Studio album by Jakko M. Jakszyk
- Released: 2006
- Genre: Jazz-rock; progressive rock;
- Length: 87:29
- Producer: Jakko M. Jakszyk

= The Bruised Romantic Glee Club =

The Bruised Romantic Glee Club is the fifth solo album by English musician Jakko M. Jakszyk. it was his first release in 9 years since 1997s The Road to Ballina and first since the breakup of the 21st Century Schizoid Band, a band featuring former members of early lineups of the progressive rock band King Crimson. Jakszyk was the only member who previously hadn't been a member of the band though he did join the band when they reformed in 2013. Due to Jakszyk's membership of the Schizoid band, the album features members of the band.

== Overview ==

The Bruised Romantic Glee Club is a double album in which the first disc ("Now") consists of original songs by Jakszyk and the second disc ("Then") consists of cover versions of progressive rock/art rock songs (by artists including Soft Machine, King Crimson and Henry Cow) which served as influences on Jakszyk in his youth. Originally envisaged as "largely instrumental with a couple of songs thrown in," the writing and production of the album was subsequently interrupted by significant events in Jakszyk's life including the deaths of his adoptive parents and the ending of a relationship, meaning that he ended up exploring "some uncomfortable corners of the past" through song.

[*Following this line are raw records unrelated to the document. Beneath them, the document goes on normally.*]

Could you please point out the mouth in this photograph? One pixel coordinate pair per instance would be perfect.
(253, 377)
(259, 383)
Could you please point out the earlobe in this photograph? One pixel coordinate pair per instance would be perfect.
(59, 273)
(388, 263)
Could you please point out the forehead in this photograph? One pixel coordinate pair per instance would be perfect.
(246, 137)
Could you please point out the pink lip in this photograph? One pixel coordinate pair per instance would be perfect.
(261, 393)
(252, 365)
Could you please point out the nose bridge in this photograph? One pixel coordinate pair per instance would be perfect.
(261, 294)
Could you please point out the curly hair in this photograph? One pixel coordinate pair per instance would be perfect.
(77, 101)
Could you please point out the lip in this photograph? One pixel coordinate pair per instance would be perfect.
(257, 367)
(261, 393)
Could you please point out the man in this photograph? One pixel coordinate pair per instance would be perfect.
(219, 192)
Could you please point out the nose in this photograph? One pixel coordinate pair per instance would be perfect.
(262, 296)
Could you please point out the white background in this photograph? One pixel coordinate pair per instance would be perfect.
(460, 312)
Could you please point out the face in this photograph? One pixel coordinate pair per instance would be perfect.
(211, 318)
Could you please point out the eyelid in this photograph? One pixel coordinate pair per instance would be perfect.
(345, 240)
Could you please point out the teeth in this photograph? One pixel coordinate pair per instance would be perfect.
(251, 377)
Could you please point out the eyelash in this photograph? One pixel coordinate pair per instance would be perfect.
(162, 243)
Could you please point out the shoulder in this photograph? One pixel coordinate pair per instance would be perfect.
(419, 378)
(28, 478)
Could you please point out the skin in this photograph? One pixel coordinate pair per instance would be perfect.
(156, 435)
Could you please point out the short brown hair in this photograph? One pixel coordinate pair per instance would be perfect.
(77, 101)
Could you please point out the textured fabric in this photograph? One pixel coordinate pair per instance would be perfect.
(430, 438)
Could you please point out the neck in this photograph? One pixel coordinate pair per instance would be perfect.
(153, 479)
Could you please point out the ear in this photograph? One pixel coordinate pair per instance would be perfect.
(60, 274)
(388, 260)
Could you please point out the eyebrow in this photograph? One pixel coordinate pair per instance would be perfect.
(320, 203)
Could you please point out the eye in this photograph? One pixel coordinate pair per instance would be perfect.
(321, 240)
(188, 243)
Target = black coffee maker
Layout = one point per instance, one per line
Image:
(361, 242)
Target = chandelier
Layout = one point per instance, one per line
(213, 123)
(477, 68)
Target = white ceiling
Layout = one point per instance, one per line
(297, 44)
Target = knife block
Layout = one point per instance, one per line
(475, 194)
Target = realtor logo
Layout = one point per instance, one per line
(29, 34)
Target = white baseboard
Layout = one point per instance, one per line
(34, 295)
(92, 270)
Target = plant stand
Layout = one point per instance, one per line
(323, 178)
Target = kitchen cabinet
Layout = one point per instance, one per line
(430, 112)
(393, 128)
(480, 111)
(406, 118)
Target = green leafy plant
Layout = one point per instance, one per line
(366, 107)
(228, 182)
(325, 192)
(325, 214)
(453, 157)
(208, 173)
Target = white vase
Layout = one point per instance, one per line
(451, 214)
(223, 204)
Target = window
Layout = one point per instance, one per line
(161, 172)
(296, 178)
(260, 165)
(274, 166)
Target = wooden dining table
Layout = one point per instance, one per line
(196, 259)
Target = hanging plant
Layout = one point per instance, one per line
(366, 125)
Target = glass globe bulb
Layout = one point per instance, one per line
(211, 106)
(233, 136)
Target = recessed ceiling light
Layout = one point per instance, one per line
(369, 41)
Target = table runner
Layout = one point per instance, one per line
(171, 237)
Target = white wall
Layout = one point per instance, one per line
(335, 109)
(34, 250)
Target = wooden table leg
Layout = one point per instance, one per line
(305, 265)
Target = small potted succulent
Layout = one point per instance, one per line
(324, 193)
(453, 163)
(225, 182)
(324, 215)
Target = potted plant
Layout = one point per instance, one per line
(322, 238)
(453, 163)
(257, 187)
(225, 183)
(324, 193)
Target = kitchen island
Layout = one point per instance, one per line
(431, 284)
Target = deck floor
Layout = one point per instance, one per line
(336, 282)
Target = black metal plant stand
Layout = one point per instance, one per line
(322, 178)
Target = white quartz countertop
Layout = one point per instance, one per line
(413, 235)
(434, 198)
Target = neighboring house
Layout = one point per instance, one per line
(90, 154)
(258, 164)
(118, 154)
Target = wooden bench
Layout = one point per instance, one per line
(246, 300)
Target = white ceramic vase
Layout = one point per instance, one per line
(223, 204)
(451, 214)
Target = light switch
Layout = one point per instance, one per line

The album also features members of various prog rock and jazz rock bands from the 1970s until the present day, including Mark King, Nathan King, Gary Barnacle and Lyndon Connah of Level 42; Dave Stewart and Clive Brooks of Egg and Gavin Harrison and Suzanne Barbieri (Richard Barbieri's wife) of Porcupine Tree. The album also features contributions from King Crimson leader and guitarist Robert Fripp.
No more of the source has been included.